Don't know yet, as mine were watered fairly consistently all last summer. I will say this though about borage - it reseeds itself really well. Last year I did my very best to collect all the seeds I could from my tiny garden borage patch (probably 4'x4' or so) I managed to collect about 1200 seeds by hand over weeks of plucking them as they ripened. Even so, that patch is littered with little borage plants coming up for themselves this spring.

I'll always keep them around. I'm building up seed stock for when I move onto my own acreage.

Adam


----------



## BGhoney (Sep 26, 2007)

I've sprouted and transplanted 300 seedlings so far into pots, I'll do another batch and plant them in a 200x 200 field.


----------



## Adam Foster Collins (Nov 4, 2009)

BG,

They say to plant them densely, as they tend to fall all over the place. I found that in my garden as well.

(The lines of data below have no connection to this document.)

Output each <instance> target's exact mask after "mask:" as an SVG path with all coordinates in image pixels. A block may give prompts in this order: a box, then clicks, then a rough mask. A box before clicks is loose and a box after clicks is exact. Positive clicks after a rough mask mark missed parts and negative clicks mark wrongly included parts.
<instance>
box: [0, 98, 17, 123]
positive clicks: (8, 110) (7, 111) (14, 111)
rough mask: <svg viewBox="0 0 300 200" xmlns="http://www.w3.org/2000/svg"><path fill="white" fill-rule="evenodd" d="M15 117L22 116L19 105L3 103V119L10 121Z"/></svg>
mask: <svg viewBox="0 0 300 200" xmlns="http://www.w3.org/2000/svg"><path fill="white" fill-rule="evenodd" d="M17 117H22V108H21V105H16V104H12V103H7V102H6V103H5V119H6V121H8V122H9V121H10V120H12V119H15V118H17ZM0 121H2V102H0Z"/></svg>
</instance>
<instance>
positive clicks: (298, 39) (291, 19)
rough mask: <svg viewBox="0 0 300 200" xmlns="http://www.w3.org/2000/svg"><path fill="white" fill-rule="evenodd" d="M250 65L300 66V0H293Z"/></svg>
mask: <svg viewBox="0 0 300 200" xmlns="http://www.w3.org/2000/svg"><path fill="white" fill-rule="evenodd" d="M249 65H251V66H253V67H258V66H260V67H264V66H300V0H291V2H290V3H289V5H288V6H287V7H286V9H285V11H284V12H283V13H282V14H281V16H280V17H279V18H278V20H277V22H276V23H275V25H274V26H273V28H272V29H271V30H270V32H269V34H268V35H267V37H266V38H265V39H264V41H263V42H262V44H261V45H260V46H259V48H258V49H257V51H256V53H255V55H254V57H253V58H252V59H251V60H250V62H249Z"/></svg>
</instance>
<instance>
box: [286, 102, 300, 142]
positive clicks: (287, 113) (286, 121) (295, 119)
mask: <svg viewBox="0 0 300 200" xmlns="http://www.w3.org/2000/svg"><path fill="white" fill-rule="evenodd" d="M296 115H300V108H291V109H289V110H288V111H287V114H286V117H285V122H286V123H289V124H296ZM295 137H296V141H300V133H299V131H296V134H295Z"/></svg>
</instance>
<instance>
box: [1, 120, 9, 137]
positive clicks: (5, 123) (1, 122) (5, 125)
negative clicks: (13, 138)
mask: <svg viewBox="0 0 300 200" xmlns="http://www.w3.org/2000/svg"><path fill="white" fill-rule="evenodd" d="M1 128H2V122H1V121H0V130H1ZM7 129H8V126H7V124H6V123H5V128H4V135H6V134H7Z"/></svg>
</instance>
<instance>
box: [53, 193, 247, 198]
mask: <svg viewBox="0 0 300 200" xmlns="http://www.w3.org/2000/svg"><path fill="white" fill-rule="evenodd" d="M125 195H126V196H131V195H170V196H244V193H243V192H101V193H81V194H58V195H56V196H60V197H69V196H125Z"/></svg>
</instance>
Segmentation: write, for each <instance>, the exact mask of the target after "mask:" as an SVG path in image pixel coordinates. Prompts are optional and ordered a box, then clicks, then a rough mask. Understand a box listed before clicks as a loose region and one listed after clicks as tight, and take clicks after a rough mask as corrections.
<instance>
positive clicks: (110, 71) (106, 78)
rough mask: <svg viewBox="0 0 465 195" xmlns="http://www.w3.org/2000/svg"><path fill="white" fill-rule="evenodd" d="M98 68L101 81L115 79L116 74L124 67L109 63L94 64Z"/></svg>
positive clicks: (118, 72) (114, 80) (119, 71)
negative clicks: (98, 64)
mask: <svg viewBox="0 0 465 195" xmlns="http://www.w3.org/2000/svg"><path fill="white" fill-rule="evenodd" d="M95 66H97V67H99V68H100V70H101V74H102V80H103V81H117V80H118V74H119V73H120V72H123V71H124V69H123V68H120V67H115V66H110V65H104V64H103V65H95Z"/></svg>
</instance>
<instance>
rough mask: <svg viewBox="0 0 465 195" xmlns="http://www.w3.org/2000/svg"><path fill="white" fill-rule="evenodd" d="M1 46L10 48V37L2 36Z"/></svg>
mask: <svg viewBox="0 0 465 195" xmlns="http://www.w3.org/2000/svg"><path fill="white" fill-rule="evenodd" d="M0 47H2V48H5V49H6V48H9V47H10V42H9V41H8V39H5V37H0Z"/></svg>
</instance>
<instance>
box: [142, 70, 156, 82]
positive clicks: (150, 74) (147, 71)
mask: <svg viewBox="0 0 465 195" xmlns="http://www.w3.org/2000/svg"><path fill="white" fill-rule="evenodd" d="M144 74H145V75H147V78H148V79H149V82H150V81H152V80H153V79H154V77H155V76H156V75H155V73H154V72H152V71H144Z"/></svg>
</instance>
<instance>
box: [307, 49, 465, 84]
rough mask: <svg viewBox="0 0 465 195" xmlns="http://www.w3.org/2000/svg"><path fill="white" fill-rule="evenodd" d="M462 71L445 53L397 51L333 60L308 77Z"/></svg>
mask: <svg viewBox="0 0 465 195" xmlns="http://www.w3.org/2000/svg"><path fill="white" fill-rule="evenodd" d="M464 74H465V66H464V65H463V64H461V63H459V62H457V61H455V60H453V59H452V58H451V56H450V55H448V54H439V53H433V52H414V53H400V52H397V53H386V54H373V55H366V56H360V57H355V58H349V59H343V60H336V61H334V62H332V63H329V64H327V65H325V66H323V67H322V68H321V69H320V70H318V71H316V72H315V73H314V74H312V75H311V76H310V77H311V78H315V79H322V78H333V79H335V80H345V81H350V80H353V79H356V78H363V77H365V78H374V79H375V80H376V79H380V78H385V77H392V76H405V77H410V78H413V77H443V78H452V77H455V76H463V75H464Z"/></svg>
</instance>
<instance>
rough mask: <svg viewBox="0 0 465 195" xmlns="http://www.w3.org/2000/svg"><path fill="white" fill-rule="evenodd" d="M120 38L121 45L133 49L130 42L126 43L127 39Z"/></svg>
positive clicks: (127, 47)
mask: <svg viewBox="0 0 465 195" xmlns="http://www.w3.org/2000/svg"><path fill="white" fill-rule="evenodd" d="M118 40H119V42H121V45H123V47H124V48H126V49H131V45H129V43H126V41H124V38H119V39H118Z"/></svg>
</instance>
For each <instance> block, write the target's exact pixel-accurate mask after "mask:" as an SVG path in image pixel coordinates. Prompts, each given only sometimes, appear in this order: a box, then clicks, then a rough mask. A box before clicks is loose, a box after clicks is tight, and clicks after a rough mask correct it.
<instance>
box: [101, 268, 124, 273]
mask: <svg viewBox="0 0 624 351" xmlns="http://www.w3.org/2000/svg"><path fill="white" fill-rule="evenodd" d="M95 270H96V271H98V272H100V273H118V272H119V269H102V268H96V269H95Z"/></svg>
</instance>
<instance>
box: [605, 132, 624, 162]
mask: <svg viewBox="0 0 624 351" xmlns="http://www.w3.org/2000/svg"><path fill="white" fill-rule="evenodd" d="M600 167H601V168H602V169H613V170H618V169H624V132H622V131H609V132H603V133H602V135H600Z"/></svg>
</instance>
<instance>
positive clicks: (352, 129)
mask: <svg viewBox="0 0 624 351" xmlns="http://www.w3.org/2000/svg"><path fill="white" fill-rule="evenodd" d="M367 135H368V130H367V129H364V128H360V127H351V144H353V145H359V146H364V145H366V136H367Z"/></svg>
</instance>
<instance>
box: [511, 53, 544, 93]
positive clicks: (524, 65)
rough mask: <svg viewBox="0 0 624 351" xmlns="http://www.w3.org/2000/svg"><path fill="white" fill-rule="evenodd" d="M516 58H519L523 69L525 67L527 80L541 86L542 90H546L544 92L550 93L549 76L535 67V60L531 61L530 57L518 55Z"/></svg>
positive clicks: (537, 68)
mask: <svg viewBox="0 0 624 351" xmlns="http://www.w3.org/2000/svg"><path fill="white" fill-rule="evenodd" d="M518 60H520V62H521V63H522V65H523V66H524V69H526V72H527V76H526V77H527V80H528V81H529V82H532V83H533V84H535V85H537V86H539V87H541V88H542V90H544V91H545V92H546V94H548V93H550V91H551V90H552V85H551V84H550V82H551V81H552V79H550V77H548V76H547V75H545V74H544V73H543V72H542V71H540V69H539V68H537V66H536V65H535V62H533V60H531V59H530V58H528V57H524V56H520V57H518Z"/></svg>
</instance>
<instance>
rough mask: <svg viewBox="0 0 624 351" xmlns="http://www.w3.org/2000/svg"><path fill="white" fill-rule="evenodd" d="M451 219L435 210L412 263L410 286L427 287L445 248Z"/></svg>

I had perhaps a dozen plants in a 4'x4' area and they still fell on the ground. Commercial operations will plant them very densely from what I've read. I could easily see planting 4 per square foot, or even more.

You've got about 4000 square feet to work with, so I would say either plant a smaller area more densely, or plant a LOT more to fill the space.

Adam


----------